Disclaimer by Trust That Inherits IRA

Decedent has two children. She passed away at age 64, leaving an IRA worth approximately $730K. The primary beneficiary of the IRA is the decedent’s revocable trust. The contingent beneficiaries of the IRA are decedent’s two sons in their individual capacities.

The same two sons are co-trustees of the decedent’s revocable trust. They are also the sole beneficiaries of the revocable trust, except that there is one additional beneficiary of the trust for whom a specific bequest of a fixed dollar amount is provided. Funds sufficient to satisfy that specific bequest exist outside of the IRA, so, as a practical matter, the two sons will end up splitting the IRA funds 50/50, whether the funds pass through the trust or pass directly to the sons as contingent beneficiaries.

The sons are trying to achieve two objectives. First, the beneficiary of the specific bequest in the trust (their aunt) is much older than the two sons. The two sons are concerned that, if the IRA passes to the trust, the much older beneficiary’s life expectancy will be used to determine RMDs. Second, the sons are concerned that if the IRA passes to the trust, the funds from that IRA may be subject to claims by the decedent’s creditors of approximately $25K that the sons would prefer to negotiate down if they have the leverage to do so. A probate proceeding will be opened in Florida to deal with some real estate in Florida, so that might provide a venue for those creditors to make claims.
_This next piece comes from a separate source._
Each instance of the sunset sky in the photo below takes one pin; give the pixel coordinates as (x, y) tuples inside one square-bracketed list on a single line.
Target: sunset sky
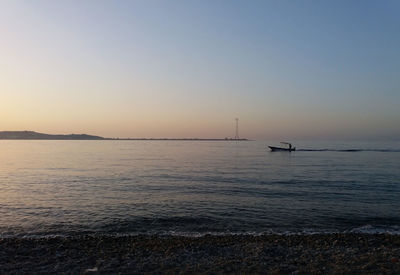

With those objectives in mind, and the desire to minimize any income tax, estate tax or gift tax exposure, the sons are considering whether it makes sense for the trust (the IRA’s primary beneficiary) to disclaim the IRA, such that the IRA would pass directly to the sons as contingent beneficiaries. Their theory is that, in doing so, they would get the ability to use their own life expectancies to determine RMDs, and that the IRA would not be subject to claims by the decedent’s creditors since it would pass directly to the sons.

The ultimate question is whether such a disclaimer would be a “qualified disclaimer” under 26 USC 2518. Specifically, 2518(b)(4) says that one of the requirements of a qualified disclaimer is that the interest pass “to a person other than the person making the disclaimer.”

In this instance, it would seem that the requirement is met, since the “person” making the disclaimer (i.e., the trust) is a different “person” than the recipients of the disclaimed interest (i.e., the sons).

However, I am wondering whether you are aware of any guidance suggesting that the requirement would not be met on the basis that the same two sons are sole trustees and the main beneficiaries of the trust. In other words, would the law “look through” the trust to its ultimate beneficiaries or to its trustees in determining whether the person making the disclaimer is the same as the person ultimately receiving the IRA assets.

I’d also be interested to know whether you are aware of any other pitfalls or potential consequences of having the trust disclaim those IRA assets.



Have the successor trustees checked to see if the custodian of the IRA will recognize a disclaimer?  Does the trust contain terms that permit the trustees to issue disclaimers of assets passing to the trust?  These are preliminary questions that might cast light on the possible alternatives.

Benn, thanks for the response.  Yes on both counts.  The custodian has confirmed that it accepts disclaimers and the trust document gives the trustees the power to disclaim in their sole discretion any assets otherwise passing to the trust.